A pediatric treatment regimen typically uses a more frequent and prolonged dosing schedule than oncologists would use to treat adult patients. The clinical trial assessed how well patients tolerated the regimen as well as “whether we as physicians could comply with this regimen,” says study co-author Wendy Stock, a hematologist at the Adolescent and Young Adult Cancer Program at University of Chicago Medicine.

Robert Goldsby, a pediatric hematologist and oncologist at the University of California, San Francisco Benioff Children’s Hospital who was not involved with the study, says the new findings support previous research showing that AYA patients treated for ALL using pediatric protocols tend to do better. “That doesn’t mean they have to be treated in a pediatric center, but there may be some advantages to that,” Goldsby says. “I think, at a minimum, if I’m an adolescent or young adult patient, I would want to make sure there’s a pediatric oncologist as part of my team.”

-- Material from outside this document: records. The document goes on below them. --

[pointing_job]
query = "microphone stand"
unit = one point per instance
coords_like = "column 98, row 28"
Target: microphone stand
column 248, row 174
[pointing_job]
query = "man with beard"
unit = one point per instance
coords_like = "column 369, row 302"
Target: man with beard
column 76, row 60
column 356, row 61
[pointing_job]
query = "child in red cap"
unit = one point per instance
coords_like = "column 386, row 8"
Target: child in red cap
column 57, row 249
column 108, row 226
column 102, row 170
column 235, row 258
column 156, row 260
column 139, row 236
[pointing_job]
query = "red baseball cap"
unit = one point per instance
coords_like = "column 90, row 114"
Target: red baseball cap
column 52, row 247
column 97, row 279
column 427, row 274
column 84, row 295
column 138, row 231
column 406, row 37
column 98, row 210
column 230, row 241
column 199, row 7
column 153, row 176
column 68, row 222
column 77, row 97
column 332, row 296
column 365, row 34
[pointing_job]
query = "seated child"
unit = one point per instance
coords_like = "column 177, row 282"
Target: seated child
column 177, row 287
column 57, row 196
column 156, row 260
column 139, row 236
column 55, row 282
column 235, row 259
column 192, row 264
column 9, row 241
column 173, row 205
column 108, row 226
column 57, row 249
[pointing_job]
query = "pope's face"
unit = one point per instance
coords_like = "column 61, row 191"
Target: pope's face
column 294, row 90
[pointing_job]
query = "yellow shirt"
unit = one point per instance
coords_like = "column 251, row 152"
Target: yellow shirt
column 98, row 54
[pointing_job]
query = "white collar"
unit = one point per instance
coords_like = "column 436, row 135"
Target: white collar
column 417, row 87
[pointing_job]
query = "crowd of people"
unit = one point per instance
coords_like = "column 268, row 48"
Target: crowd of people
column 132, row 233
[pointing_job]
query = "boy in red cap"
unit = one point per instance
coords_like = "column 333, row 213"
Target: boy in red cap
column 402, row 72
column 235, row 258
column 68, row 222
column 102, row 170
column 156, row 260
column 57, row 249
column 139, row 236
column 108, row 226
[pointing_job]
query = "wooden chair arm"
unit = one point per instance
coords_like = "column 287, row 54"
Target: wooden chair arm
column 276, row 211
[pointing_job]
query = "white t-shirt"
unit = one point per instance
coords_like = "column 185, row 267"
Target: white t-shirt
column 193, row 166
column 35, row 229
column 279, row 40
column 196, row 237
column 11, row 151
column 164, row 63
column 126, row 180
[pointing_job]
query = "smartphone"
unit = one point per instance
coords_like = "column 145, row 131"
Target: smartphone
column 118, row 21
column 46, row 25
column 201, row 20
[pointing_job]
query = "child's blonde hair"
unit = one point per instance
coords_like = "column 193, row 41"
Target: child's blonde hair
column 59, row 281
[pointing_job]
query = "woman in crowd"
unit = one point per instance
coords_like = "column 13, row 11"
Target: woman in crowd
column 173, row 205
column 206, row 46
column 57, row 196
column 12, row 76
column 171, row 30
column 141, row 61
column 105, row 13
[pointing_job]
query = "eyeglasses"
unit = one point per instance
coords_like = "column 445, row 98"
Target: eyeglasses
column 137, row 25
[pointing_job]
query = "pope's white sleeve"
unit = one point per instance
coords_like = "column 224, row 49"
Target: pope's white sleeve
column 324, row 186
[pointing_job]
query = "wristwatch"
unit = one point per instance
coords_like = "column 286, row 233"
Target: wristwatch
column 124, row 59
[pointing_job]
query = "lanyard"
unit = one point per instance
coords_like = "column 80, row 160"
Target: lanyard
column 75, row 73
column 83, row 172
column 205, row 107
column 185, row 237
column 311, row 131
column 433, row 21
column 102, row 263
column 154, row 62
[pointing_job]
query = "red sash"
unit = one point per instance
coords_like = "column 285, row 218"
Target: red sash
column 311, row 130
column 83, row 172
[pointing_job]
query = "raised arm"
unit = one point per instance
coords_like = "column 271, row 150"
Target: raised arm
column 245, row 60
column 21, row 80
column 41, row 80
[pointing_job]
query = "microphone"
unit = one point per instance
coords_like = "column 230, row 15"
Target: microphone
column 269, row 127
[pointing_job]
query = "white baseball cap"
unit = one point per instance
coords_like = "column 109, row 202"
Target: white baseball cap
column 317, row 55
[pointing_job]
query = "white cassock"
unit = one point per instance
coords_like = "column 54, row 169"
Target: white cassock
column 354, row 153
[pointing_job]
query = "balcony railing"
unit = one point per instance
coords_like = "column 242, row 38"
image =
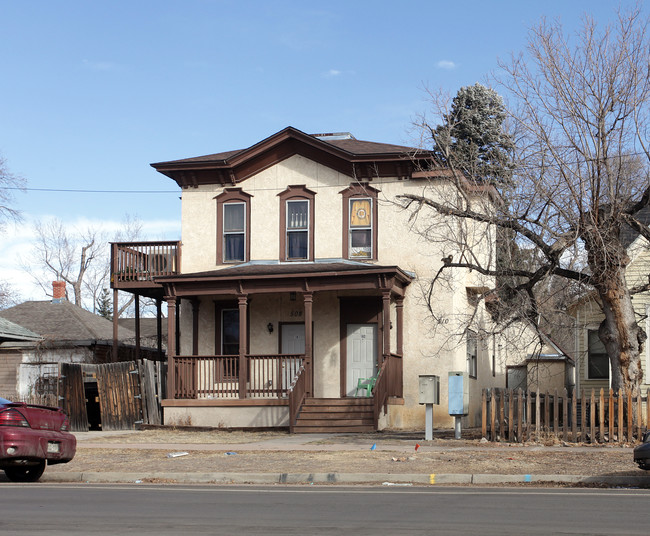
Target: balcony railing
column 217, row 377
column 137, row 263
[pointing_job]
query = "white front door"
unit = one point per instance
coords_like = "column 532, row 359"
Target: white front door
column 293, row 342
column 361, row 354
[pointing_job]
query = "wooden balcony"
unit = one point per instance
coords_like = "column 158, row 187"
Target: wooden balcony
column 135, row 264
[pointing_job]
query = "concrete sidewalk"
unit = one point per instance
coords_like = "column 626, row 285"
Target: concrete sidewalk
column 332, row 443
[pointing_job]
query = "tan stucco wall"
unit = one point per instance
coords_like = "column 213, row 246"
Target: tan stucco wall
column 225, row 417
column 430, row 346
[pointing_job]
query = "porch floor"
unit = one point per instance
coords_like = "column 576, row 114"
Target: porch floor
column 335, row 415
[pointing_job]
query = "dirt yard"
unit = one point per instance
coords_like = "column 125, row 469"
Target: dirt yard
column 237, row 452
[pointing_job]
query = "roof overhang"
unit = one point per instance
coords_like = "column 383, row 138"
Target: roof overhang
column 236, row 166
column 288, row 277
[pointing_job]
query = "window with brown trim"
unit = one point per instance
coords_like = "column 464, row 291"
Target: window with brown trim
column 297, row 224
column 233, row 226
column 360, row 222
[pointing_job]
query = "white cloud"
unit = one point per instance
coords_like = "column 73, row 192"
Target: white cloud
column 104, row 66
column 332, row 73
column 446, row 64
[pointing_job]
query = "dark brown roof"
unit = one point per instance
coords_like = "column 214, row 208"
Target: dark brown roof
column 354, row 147
column 63, row 322
column 361, row 160
column 328, row 269
column 360, row 147
column 629, row 235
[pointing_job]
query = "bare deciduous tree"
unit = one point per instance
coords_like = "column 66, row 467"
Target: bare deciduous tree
column 66, row 255
column 80, row 258
column 578, row 115
column 8, row 183
column 8, row 295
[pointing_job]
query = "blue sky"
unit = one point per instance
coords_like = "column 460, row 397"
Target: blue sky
column 93, row 92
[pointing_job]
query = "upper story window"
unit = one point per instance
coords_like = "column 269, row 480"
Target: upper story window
column 234, row 232
column 233, row 226
column 472, row 354
column 297, row 224
column 360, row 222
column 597, row 359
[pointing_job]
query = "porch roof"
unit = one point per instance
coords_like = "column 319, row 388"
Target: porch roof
column 267, row 277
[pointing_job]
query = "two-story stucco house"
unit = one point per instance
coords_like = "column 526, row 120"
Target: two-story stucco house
column 297, row 275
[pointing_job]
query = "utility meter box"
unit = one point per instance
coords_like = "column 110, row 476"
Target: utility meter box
column 429, row 389
column 458, row 393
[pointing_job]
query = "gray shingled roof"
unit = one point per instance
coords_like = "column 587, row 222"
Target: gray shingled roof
column 62, row 321
column 14, row 332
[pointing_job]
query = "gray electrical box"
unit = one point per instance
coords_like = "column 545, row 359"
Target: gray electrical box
column 458, row 393
column 429, row 389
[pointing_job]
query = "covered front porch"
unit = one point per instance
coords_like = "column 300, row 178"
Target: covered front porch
column 282, row 335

The study found that side effects occurred more frequently in AYA patients than they do in pediatric patients on the regimen. Stock says the research team expected the treatment intensity would affect adolescents and young adults differently than it affects pediatric patients. Children, she explains, have a faster metabolism that may make them less likely to develop side effects. Being younger means their organs are also likely to be more resilient, she says.

“I don’t want to be so arrogant as to say that one must use [the regimen used in this study],” Stock says, “but I think it’s important to say that a pediatric intensive regimen is the way to go.”